Éléments annexes du salaire : Information sur les primes et avantages en nature.

1. Prime

Il en existe une grande variété : prime de rendement, prime d’ancienneté, prime d’assiduité, prime de fin d’année, prime de pénibilité, prime de vacances, prime de bilan, prime de mariage, 13e mois, etc.

Elles constituent des compléments de salaire et sont obligatoires lorsqu’elles sont prévues par la convention collective ou votre contrat de travail. Quand une prime résulte d’un usage, elle doit réunir trois conditions. Elle doit être :
• constante : la prime doit être payée régulièrement, même si l’employeur la qualifie d’exceptionnelle ;
• générale : la prime doit être versée à l’ensemble du personnel, une catégorie professionnelle, un service ou un atelier de l’entreprise ;
• fixe : le montant de la prime ne doit pas varier d’une fois sur l’autre par la seule volonté de l’employeur. Elle doit suivre un mode de calcul préalablement établi, ou connu et constant.

L’employeur peut toujours revenir sur une prime résultant d’un usage, à condition de prévenir suffisamment à l’avance

Il est à noter que certains dispositifs d'aménagement du temps de travail sont subordonnés à la mise en place de contreparties au bénéficie des salariés. Celles ci peuvent être versées sous la forme de primes. C'est notamment la cas des salariés effectuant des astreintes. Ces derniers doivent percevoir une contrepartie, qui peut être une prime d'astreinte.

2. Avantages en nature

L’employeur fournit, dans certains cas, un logement, le chauffage, des repas, etc. Il s’agit là de compléments de salaire, à condition qu’ils ne correspondent pas à des frais professionnels imposés au salarié par ses conditions d’emploi.

Lorsque les salariés utilisent un moyen de transport privé, la prise en charge des frais est soumise à conditions et dépend de deux éléments : existence ou non d'un accord auquel l'employeur est tenu, volonté ou non de l'employeur de prendre en charge ces frais. Le décret (n°2008-1501) du 30 décembre 2008 relatif au remboursement des frais de transport des salariés précise les conditions de la prise en charge obligatoire des frais de transports publics, ou le cas échéant, des frais de transports personnels exposés par les salariés.

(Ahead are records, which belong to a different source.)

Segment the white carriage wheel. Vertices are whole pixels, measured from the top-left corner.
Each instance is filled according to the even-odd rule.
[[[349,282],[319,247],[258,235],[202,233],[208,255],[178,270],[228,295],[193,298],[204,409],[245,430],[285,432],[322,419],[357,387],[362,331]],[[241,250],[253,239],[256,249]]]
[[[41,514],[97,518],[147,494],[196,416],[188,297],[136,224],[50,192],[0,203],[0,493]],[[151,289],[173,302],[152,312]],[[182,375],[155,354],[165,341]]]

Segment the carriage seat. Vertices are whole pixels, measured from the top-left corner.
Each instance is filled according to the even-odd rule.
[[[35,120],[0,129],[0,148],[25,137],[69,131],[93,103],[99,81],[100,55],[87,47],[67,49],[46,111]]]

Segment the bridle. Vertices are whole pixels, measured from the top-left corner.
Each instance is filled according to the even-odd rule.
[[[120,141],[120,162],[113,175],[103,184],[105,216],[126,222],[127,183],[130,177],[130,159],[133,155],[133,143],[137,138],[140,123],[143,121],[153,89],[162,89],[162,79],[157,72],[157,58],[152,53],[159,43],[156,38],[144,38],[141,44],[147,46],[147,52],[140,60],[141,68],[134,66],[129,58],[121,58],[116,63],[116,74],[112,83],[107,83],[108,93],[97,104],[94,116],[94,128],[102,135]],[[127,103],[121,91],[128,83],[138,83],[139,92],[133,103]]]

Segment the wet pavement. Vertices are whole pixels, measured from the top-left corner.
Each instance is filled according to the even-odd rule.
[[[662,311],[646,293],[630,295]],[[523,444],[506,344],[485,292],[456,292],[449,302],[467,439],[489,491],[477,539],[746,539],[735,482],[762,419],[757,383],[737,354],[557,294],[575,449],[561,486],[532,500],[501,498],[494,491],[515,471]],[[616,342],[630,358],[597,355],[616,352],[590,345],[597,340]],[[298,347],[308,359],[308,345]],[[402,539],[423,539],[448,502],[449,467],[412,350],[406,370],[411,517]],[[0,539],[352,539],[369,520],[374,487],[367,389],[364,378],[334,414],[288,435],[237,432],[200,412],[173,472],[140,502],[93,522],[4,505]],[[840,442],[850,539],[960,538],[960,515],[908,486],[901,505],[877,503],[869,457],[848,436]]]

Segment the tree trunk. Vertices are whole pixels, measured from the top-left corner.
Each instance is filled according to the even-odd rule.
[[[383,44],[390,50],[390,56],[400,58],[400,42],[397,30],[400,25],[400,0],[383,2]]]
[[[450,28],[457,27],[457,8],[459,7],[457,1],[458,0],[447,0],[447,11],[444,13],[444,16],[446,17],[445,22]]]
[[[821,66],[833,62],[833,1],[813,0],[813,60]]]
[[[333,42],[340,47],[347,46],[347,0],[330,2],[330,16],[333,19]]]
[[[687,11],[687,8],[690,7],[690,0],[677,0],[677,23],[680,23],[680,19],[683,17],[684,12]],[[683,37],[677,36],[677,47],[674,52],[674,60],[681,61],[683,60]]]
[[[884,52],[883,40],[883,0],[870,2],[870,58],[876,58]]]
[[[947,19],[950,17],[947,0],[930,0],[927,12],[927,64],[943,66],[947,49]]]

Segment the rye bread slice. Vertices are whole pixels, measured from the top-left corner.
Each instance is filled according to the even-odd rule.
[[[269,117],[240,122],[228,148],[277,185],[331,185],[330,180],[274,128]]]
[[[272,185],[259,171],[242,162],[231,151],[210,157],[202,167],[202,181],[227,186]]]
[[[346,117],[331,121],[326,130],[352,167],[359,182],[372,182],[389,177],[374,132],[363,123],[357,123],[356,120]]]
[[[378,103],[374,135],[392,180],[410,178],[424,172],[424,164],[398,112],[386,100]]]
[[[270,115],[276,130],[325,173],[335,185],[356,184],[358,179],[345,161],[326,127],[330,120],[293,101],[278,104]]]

Il s'agit de compléments de salaire à condition qu'ils ne correspondent pas à des frais professionnels imposés au salarié par ses conditions d'emploi.

Les avantages en nature sont évalués forfaitairement par la sécurité sociale ou le code du travail et sont soumis aux cotisations sociales.

Il n'est pas possible de faire un descriptif du fonctionnement de chaque type d'avantages tant leurs natures et leurs modalités sont nombreuses.

3. FAQ : questions les plus fréquemment posées

• Je n'ai travaillé qu'une partie de l'année et constate qu'une prime ne m'a pas été versée contrairement aux autres salariés de l'entreprise est-ce légal ?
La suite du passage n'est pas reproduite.